The AI security market is hot, but it is also very nascent. While larger security vendors are AI-washing their signs, scrappy startups are racing ahead, developing new AI security solutions, and getting funded quickly. Of course, we know it takes longer to build a sustainable, enterprise-class market, but early movers can be massively rewarded in this VC-driven industry. The bottom line is that these fast-moving innovators are too busy, and don’t need to spend the money at RSA to get noticed.

Meanwhile, the big guys with the huge booths and lavish budgets, were planning their RSA booths more than six months ago – an eternity in the rapidly moving AI market. Back then, they realized they needed an “AI story” and dropped a few AI references in their signage, but that’s not the same as real innovation. Just saying you’re “AI-powered” is vague, unspecific, and unverifiable by customers. It also is no longer enough to provide real differentiation.

Types of AI security use cases

There are three main areas where AI is relevant in security:

1. Using AI/ML for detection

This is not new and covers most of the “AI-powered” claims. There are certainly valid use cases for using machine learning to find attack patterns in huge amounts of data.
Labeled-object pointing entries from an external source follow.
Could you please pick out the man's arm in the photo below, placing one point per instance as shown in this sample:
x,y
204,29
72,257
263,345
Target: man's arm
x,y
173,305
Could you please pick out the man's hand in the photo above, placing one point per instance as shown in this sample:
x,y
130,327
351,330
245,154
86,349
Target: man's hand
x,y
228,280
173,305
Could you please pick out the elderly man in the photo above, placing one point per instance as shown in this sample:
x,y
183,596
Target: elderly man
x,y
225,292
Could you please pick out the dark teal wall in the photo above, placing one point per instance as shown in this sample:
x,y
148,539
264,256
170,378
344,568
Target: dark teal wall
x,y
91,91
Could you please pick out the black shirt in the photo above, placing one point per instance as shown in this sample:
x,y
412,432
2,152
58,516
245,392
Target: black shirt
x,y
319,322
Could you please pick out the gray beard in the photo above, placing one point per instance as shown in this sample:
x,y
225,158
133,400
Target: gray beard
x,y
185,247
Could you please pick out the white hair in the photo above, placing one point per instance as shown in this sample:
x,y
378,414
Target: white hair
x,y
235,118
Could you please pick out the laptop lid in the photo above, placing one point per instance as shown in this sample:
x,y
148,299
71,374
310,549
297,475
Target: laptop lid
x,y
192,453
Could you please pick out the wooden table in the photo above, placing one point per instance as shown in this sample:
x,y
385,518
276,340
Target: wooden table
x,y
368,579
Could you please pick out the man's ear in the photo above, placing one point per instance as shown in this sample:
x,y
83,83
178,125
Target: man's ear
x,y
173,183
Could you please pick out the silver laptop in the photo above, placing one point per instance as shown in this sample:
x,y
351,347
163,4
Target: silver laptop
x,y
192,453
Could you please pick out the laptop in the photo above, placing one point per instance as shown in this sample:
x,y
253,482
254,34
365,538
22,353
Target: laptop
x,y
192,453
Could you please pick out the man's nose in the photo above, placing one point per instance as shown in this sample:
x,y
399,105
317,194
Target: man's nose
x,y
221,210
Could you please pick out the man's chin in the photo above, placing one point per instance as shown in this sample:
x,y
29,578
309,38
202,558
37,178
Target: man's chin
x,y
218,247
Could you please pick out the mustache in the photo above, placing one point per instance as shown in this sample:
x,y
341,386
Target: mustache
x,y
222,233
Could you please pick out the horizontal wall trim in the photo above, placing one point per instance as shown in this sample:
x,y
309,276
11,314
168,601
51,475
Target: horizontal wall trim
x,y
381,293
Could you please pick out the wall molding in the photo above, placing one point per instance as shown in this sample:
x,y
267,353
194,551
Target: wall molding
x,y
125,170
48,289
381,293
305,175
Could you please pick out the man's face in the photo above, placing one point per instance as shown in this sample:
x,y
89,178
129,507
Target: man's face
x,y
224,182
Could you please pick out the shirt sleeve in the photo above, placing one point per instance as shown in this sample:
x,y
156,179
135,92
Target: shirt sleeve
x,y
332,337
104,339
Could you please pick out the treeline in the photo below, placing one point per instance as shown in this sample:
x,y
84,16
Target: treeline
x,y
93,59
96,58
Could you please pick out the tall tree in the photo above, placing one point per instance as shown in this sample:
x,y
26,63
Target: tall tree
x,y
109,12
In fact, it’s arguably impossible to have a competitive detection capability without automation.

The problem is that almost all these AI capabilities are black box, and difficult or impossible for customers to objectively evaluate. At the same time, most of these vendors are mysterious about exactly how they are using AI. Customers should expect AI in these solutions but keep a healthy skepticism about vague claims with little detail behind them. This is where most of the AI-washing is happening, and unfortunately, it dilutes the impact of real innovation.

2. Using Generative AI to create security workflows

This is a great use case that clearly adds value and is demonstrable. Creating security policies, workflows, complex remediation playbooks, or even compliance documentation has always been notoriously difficult, and it involves a huge amount of knowledge and repetitive work. Assuming these AI models are trained with good datasets, GenAI can save customers a lot of time, and give valuable guidance to non-security experts.

3. Protecting AI applications and LLMs

This is a hot new area, that is still very nascent. Businesses across sectors are seeing the potential of GenAI, experimenting with use cases, and in many instances, already rolling out initial public-facing applications. But in the rush to deployment, it’s easy to forget that GenAI and LLM applications introduce significant new risks, along with new players such as data scientists, who are not well versed in security. At the same time, many security professionals are only vaguely aware of fast-moving AI projects.

AI applications introduce many new and existing security issues that will need to be carefully managed including:

  • Lack of security visibility and oversight over AI projects
  • New players like Data Scientists who are not well-versed in security
  • Misconfigurations and vulnerabilities in AI applications
  • Software and data supply chain integrity – especially with huge numbers of LLM models with questionable lineage and security
  • Governance and compliance for AI applications

There were a few vendors at RSA talking about these issues, and the market segment is expected to grow very rapidly. But if you want to find the latest solutions in a fast-moving market, you probably can’t afford to wait for the next big security conference, where the AI hype will probably, once again drown out the signals of real innovation.